Hizb ut-Tahrir should be marginalised but not banned, says Sunny

“This is so annoying – last week I was condemning Hizb ut-Tahrir, now I’m forced to defend them with the government ban. Today’s announcement has exposed serious flaws in the way Labour deals with Muslim and non-Muslim groups. I am no fan of HT as it has always been clear on these pages, but there needs to be a sense of perspective and equal rights for everyone.”

Sunny Hundal at Asians in Media, 5 August 2005

‘Cleric who incites murder of gays must be banned from Britain’ – GALHA

Qaradawi2Reacting to an Al Jazeera report that the Islamist cleric Yusuf Al-Qaradawi has called for the execution of the Crown Prince of Qatar because he is gay, the Gay and Lesbian Humanist Association (GALHA) has called on Home Secretary Charles Clarke to permanently ban Al-Qaradawi from Britain.

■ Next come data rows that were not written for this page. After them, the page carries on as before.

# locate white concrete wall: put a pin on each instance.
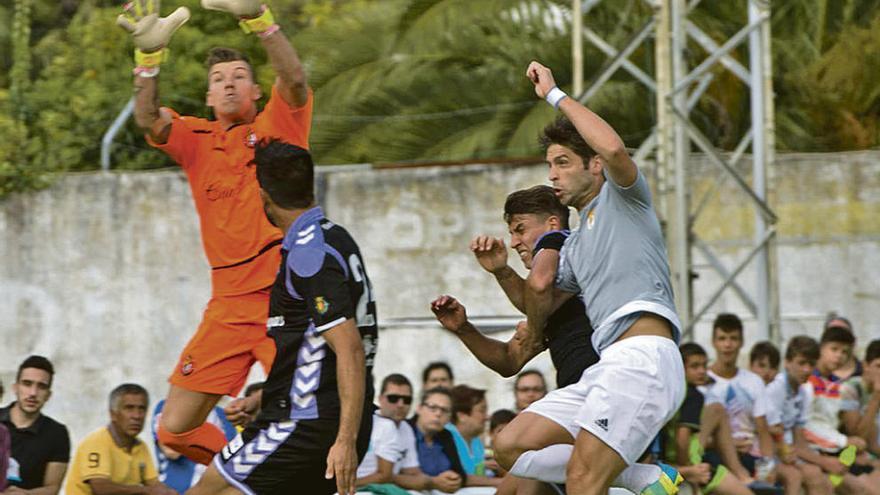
(105, 275)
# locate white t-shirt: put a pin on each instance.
(785, 406)
(744, 397)
(384, 443)
(407, 440)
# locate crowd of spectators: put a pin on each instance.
(806, 420)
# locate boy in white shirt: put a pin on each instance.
(743, 396)
(787, 412)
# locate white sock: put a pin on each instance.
(549, 464)
(637, 477)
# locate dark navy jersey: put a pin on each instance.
(568, 334)
(322, 282)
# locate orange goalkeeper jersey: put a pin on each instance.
(242, 247)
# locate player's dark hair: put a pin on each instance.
(253, 388)
(727, 322)
(221, 54)
(500, 417)
(286, 172)
(803, 346)
(537, 200)
(464, 399)
(840, 335)
(765, 349)
(126, 389)
(435, 391)
(873, 351)
(561, 131)
(437, 365)
(691, 349)
(395, 379)
(528, 372)
(38, 362)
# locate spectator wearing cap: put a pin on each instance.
(40, 445)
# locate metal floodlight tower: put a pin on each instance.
(678, 89)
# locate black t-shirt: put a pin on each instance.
(691, 408)
(568, 333)
(34, 447)
(322, 282)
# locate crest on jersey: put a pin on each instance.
(321, 305)
(251, 139)
(186, 367)
(591, 219)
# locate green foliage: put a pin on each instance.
(420, 80)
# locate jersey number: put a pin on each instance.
(362, 314)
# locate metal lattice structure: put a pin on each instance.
(678, 89)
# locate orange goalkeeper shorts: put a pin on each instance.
(231, 337)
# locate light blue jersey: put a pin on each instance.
(617, 261)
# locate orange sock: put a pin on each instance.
(200, 444)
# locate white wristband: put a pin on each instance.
(555, 96)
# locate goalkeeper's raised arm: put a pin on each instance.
(150, 34)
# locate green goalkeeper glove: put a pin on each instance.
(150, 32)
(253, 16)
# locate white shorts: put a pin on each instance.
(625, 399)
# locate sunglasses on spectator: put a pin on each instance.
(530, 389)
(436, 408)
(395, 398)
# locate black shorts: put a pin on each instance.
(269, 459)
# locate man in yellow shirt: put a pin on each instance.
(112, 460)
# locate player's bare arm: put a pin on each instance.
(342, 462)
(255, 17)
(151, 35)
(541, 296)
(505, 358)
(491, 254)
(595, 131)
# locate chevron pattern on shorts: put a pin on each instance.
(258, 449)
(307, 377)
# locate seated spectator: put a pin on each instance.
(692, 431)
(787, 412)
(497, 422)
(388, 453)
(742, 393)
(469, 415)
(764, 361)
(40, 445)
(176, 470)
(394, 402)
(437, 374)
(5, 447)
(860, 401)
(434, 443)
(529, 387)
(822, 429)
(112, 460)
(851, 366)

A spokesperson for GALHA said: “If there was any doubt about Qaradawi’s fundamentalist credentials, this latest outburst will put it to rest. To call for the execution of Prince Tameem Bin Hamad Al-Thani simply because he is gay flies in the face of all international human rights conventions. It is not acceptable in a developed nation such as Britain to allow people who encourage the murder of innocents to be permitted free reign to do it. Gay people must be protected from this kind of lethal hate-speech. We have written to the Home Secretary asking him to impose a permanent banning order on Qaradawi. Britain could surely do without such people at a time when religious tensions are so high.”

GALHA news release, 2 August 2005

Unfortunately for GALHA, as Islamophobia Watch has already pointed out the quote isn’t from Qaradawi at all, but from another person entirely. See here.

Robert Spencer and Michael Graham – heroes of free speech

Diana West recommends Robert Spencer’s The Politically Incorrect Guide to Islam (and the Crusades) as “a book that explains, as the president and all his men (and Condi) cannot, why it is that the sharia-spreaders and the murder-bombers and, as Oriana Fallaci vividly labels them, ‘the head-choppers’ do it all for ‘the religion of peace’.” And she notes approvingly that book already features among Amazon’s best-sellers. West complains bitterly that “WMAL’s Michael Graham got his microphone yanked for daring to notice, mention and ponder the links between Islam and terrorism on the air”, and applauds the thousands of emails that poured into the radio station in support of Graham. Her conclusion: “people want facts – hard, non-PC, and vital to their understanding of what we’re really up against”.